Microsoft’s cloud platform, Azure, has grown 59 percent in its last reported quarter. Microsoft also predicts that Teams will amass an even larger following than Windows, with Windows currently running on more than a billion devices. Another indicator of the growth of the Microsoft cloud is Azure’s commercial revenue shooting up nearly 40 percent and Microsoft 365 jumping 13 percent.
That’s a lot of data migrating to the cloud and a lot of data to protect. McAfee analyzed the usage of over 20,000 cloud services and found that almost 60 percent of sensitive data in the cloud is stored in Microsoft 365 documents.1 And as Microsoft continues to integrate its applications with the cloud, usage will only grow.
Of course, Microsoft protects its products with high-grade security, but that’s designed to combat external infiltrations only. The platform’s native security doesn’t protect against internal threats such as careless or malevolent acts at the hands of employees. For instance, entry-level Microsoft 365 subscriptions get a free terabyte of OneDrive storage for each user. So, every user has plenty of space to move data into, in addition to creating groups, adding users, sharing files, etc. However, internal security becomes an issue.
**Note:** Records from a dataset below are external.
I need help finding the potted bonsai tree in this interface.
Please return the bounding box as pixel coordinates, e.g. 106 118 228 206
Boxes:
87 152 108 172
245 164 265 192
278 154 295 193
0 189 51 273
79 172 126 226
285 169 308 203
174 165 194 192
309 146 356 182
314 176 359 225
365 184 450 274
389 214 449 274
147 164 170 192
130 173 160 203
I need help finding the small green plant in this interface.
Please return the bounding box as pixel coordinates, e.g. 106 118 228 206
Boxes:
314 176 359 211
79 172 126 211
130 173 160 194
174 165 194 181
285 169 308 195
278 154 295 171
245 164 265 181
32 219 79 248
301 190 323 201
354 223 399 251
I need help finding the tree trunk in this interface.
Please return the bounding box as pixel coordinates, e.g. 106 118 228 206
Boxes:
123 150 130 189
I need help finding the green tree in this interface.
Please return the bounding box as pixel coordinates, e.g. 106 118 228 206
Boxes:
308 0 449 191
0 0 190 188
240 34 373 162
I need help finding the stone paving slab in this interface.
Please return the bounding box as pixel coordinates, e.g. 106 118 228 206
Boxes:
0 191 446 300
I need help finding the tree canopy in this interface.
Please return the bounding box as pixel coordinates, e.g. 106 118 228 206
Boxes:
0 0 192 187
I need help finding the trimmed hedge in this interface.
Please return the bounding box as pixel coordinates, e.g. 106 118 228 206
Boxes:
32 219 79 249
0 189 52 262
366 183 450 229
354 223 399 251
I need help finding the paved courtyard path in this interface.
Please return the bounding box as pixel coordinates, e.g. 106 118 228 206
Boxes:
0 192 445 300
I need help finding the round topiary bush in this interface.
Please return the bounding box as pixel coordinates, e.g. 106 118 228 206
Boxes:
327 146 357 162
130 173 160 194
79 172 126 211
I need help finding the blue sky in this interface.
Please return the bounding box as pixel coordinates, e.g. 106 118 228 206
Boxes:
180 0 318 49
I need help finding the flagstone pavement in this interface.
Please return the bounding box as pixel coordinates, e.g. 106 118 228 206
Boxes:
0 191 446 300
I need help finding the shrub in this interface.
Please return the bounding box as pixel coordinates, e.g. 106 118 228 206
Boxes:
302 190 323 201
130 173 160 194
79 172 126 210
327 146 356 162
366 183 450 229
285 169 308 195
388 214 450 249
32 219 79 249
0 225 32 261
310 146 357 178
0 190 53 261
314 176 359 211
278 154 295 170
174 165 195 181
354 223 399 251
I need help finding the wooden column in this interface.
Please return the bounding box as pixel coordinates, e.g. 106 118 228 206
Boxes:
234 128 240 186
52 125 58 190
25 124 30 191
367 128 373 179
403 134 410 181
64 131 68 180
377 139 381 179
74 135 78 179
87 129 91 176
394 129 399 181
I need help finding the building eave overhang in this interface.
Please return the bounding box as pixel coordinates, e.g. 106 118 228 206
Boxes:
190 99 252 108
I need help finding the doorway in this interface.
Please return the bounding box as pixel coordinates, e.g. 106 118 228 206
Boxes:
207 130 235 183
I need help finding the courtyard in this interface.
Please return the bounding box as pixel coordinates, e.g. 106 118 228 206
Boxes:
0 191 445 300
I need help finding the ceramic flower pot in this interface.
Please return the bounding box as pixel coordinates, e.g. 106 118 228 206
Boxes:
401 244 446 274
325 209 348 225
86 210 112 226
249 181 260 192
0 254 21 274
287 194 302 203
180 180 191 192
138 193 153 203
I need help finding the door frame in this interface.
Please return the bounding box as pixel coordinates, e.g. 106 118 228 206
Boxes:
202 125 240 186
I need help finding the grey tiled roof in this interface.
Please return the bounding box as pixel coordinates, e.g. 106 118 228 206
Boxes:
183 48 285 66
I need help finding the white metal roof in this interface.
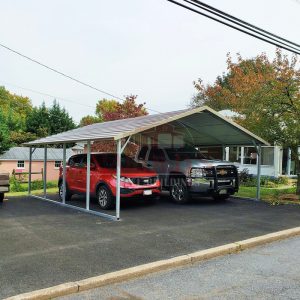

Think about it. With just one click, an employee can share entire folders of data, inside or outside the organization, intentionally or accidentally. Firewalls and Microsoft security won’t prevent that. The average organization falls victim to nearly three threats a month within Microsoft 365 such as users downloading data and sharing it with a competitor, administrators doling out permissions beyond a user’s duty and unauthorized persons using stolen credentials to log in to accounts.
The responsibility of internal cloud security falls to the client, their end users and the MSP. For their part in providing data security, MSPs must gain a complete picture of a client’s Microsoft cloud landscape, including what’s stored in Azure AD as well as usage details about Microsoft 365 cloud services – SharePoint, OneDrive and Teams. They must know the vulnerabilities, what kind of data is stored and shared, how the environment is configured, how and when things change – and document it all.
And this is where Microsoft cloud assessments comes in.
Assessments explicitly designed for the Microsoft 365 environment work to gather critical security and user information and provide documentation for audits and rollbacks. MSPs can create new services around ongoing analysis, maintenance and reporting.
As organizations continue to do more business via the cloud, they will require additional security to identify vulnerabilities. And MSPs can be there to help.